Thanks for responding! You gave us some great tips/ideas on camping that we haven't thought about. We like the idea of the fire departments and churches; especially since we read in another thread that camping was far and few in between, like you mentioned too. We are seriously considering this trip next spring/early summer, so we might be dropping you a line for some more info. Again, thank you for responding and we will be in touch.

ron & petra

Offline raybo

Re: Atlantic Coast Route
« Reply #10 on: December 03, 2010, 10:44:51 am »
In May 2010, I rode the Atlantic Coast Route from Charleston, SC to Lambertville, NJ (journal here).  In September, 2010, I rode from the Pocono Mountains in PA to Bar Harbor, ME and then back down to Boston, mostly on the ACA route (journal here).

What I remember most is that the first part was flat and the second part had virtually no flat parts.  So, from Norristown, PA to Maine, expect lots of up and down.  On many days in Maine, where there are no flat roads, I'd stay in my small ring most of the time.  I'd grind up an incline and then coast down all day.

In the New England section, I mostly stayed with couchsurfing hosts or motels.  I rode by towns with couchsurfing hosts most every day.  I was hosted close to half of the nights I was on tour.  I carried camping gear, but only camped once, in Acadia National Park.  Motels were more expensive in New England then in the Carolinas, but there are many more and hosts (If you aren't a member, join both of these sites).
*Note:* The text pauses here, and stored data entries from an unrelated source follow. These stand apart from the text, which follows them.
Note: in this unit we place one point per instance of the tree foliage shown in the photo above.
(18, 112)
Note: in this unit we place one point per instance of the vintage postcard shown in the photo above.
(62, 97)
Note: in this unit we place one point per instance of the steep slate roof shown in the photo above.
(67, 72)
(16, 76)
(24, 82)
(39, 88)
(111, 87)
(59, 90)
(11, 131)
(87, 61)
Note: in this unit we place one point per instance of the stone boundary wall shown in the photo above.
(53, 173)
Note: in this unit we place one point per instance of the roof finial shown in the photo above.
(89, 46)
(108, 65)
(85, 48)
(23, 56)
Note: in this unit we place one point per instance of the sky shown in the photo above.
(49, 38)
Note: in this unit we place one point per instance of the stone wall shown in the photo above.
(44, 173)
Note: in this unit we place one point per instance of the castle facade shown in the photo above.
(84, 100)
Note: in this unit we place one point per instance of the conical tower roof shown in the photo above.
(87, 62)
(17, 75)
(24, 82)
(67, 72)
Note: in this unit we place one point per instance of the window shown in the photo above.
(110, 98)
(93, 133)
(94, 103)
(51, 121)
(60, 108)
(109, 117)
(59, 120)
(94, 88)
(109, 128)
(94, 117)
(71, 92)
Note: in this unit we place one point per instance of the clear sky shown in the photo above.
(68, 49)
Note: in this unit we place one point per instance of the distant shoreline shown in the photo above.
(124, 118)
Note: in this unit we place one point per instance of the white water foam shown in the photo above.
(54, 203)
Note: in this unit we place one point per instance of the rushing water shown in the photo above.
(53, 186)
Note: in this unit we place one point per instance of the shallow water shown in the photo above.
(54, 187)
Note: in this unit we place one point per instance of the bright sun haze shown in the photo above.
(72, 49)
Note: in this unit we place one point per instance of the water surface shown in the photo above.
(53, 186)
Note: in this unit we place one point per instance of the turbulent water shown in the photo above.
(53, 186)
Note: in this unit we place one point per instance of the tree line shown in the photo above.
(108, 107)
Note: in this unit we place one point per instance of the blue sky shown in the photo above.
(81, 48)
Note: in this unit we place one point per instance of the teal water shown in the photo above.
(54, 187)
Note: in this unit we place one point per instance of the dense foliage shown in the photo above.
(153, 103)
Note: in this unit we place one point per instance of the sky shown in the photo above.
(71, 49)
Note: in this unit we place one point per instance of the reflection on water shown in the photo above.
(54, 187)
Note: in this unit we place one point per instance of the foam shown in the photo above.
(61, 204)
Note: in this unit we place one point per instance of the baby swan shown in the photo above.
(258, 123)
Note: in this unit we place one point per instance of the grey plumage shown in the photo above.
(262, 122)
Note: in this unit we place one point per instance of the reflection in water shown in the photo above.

There weren't any black flies and the mosquitoes were not a problem, at least in September.  The trees were beautiful!

By the way, plan to spend a couple days in Acadia National Park.  It is worth it.

Visit the on-line bike touring archive at

Offline pptouring

Re: Atlantic Coast Route
« Reply #11 on: December 03, 2010, 05:51:34 pm »
Thanks RayBo. Checking out your sites.

Offline sprocketman

Re: Atlantic Coast Route
« Reply #12 on: December 03, 2010, 09:30:16 pm »
Thanks Raybo,

I checked out your site. It reminds me of what a great time I had. Some of the pics look really familiar. Thanks for the info. I guess I will be doing some heavy hill training come the spring.